The Grand Mufti said the he actively participated in the Congress of Leaders of World and Traditional Religions, the initiative Kazakhstan initiated to spread the message of love, peace and mutual understanding among the followers of various religions worldwide. He noted that Kazakhstan delivered a message of tolerance when it chaired OSCE (Organization for Security and Cooperation in Europe) and OIC (Organization of Islamic Cooperation). He said the Kazakh government and its leader, President Nursultan Nazarbayev, tried to act as a bridge between West and East, connecting the two civilizations and their religions.
After his eloquent speech, the Grand Mufti answered questions about religious freedom in Kazakhstan and the role of enlightened Islam in society. The participants got a complimentary copy of the book signed by the author.
At the reception and book launch at the Kazakh Embassy in Washington on Nov. 19, Sheikh Derbisali was introduced by Kazakhstan’s Charg? d’Affaires Dastan Yeleukenov. He stressed that Kazakhstan is a secular state, where religion and state don’t interfere with each other and its Constitution protects the religious freedom of each individual. Thus everyone in Kazakhstan is free to practice his or her religion without any hindrance or fear.

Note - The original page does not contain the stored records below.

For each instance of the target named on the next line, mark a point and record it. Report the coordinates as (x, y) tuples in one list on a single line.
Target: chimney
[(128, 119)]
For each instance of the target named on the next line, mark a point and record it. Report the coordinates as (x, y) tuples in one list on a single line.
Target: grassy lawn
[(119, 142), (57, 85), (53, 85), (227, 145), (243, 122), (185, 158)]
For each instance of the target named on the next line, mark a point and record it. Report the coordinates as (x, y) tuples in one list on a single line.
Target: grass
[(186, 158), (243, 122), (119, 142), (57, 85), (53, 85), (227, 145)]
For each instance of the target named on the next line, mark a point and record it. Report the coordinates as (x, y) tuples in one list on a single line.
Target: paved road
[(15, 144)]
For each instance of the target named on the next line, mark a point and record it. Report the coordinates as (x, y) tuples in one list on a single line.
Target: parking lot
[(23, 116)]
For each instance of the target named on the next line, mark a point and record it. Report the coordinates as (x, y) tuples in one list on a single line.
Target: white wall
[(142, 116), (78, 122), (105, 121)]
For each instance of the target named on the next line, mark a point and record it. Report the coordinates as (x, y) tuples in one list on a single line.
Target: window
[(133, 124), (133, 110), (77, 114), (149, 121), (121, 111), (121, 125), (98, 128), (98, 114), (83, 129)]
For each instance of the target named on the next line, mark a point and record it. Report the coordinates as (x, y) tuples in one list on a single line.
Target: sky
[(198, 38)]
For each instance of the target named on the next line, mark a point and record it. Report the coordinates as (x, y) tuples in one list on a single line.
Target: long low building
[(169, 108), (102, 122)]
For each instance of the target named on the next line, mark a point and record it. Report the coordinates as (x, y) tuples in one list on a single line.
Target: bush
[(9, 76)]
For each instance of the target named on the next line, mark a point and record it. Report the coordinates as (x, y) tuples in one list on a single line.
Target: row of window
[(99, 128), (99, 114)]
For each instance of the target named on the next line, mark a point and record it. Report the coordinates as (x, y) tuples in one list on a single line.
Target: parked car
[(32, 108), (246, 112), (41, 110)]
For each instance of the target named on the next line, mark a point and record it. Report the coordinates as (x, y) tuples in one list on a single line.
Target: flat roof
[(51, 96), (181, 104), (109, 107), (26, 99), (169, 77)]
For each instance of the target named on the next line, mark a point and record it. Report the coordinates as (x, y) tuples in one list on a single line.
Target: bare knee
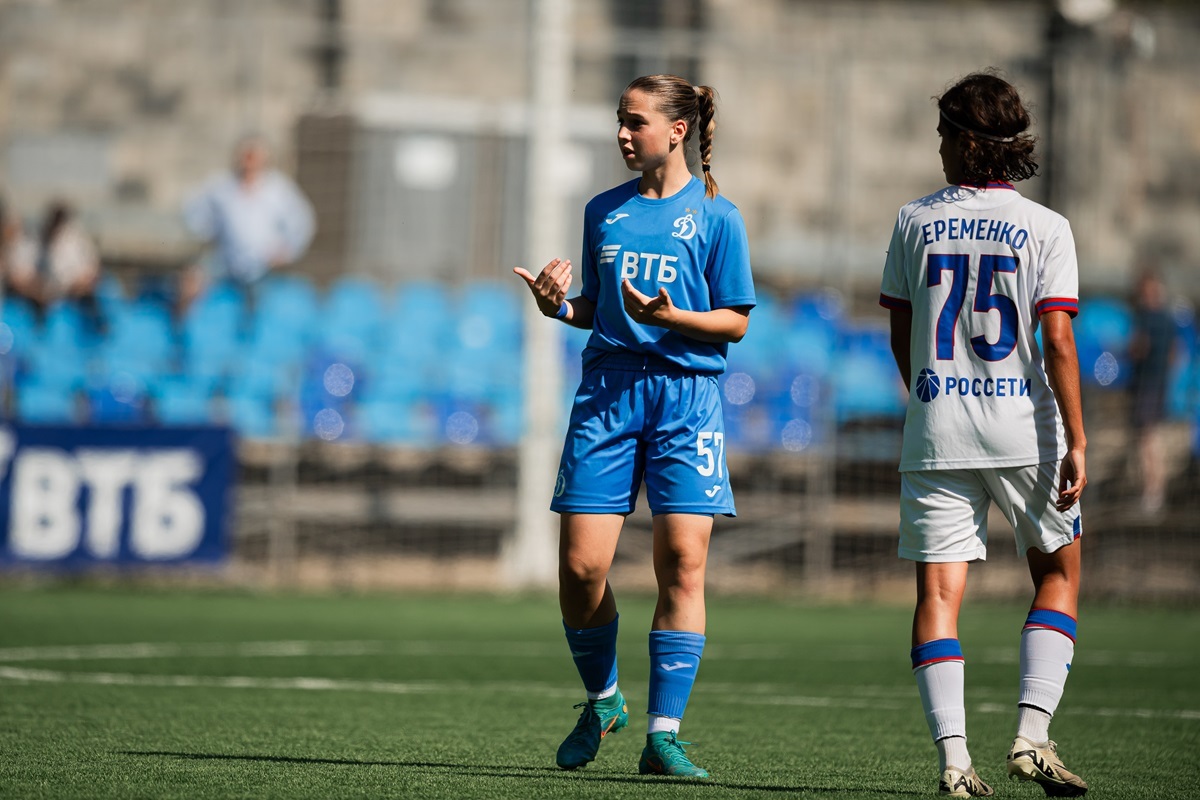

A similar view was endorsed by the Grand Mufti who spoke for about half an hour, keeping the audience captivated by the subject matter. Sheikh Derbisali said that he had written many scholarly books about Islamic civilization and Arabic culture and literature. With his latest book, now published in English, he said he wanted to promote moderate, enlightened, progressive Islam, which rejects religious extremism. He said he was glad to have been part of so many inter-faith dialogues in the past and will continue to be part of them in the future.
He spent time explaining the rich history of Kazakhstan, as does his new book. He said that modern Kazakhs are stronger because of their history. They have learned from the past and wish to help others by spreading the lessons. The Grand Mufti invited attendees to visit Kazakhstan to see for themselves the hospitality of the nation and the progress it has made in economic growth and tourism.
The guests also enjoyed the personal interaction with the author, as he signed books for each of for his fans. They also tasted traditional Kazakh food. In the end, the guests left the event with more knowledge about Kazakhstan.
As a scholar, Sheikh Derbisali enjoyed the live discussions of role of Islam in Central Asia at a roundtable hosted by the Jamestown Foundation. During the exchange of opinion moderated by Glen E. Howard, President of the Foundation. Sheikh Derbisali’s speech was complimented by Jacob Zenn whose main argument was that Kazakhstan can play a positive role in advancing moderate and enlightened Islam in the region, where some extremist forms could be on the rise. He also made a point that because of Kazakh people’s forward looking and tolerant attitude separation of power and religion took a deep root there.
Overall, the visit by the Grand Mufti contributed to better understanding of Kazakhstan’s position in the dialogue between civilizations and its contribution to encouraging moderation, enlightenment and development of science and technologies.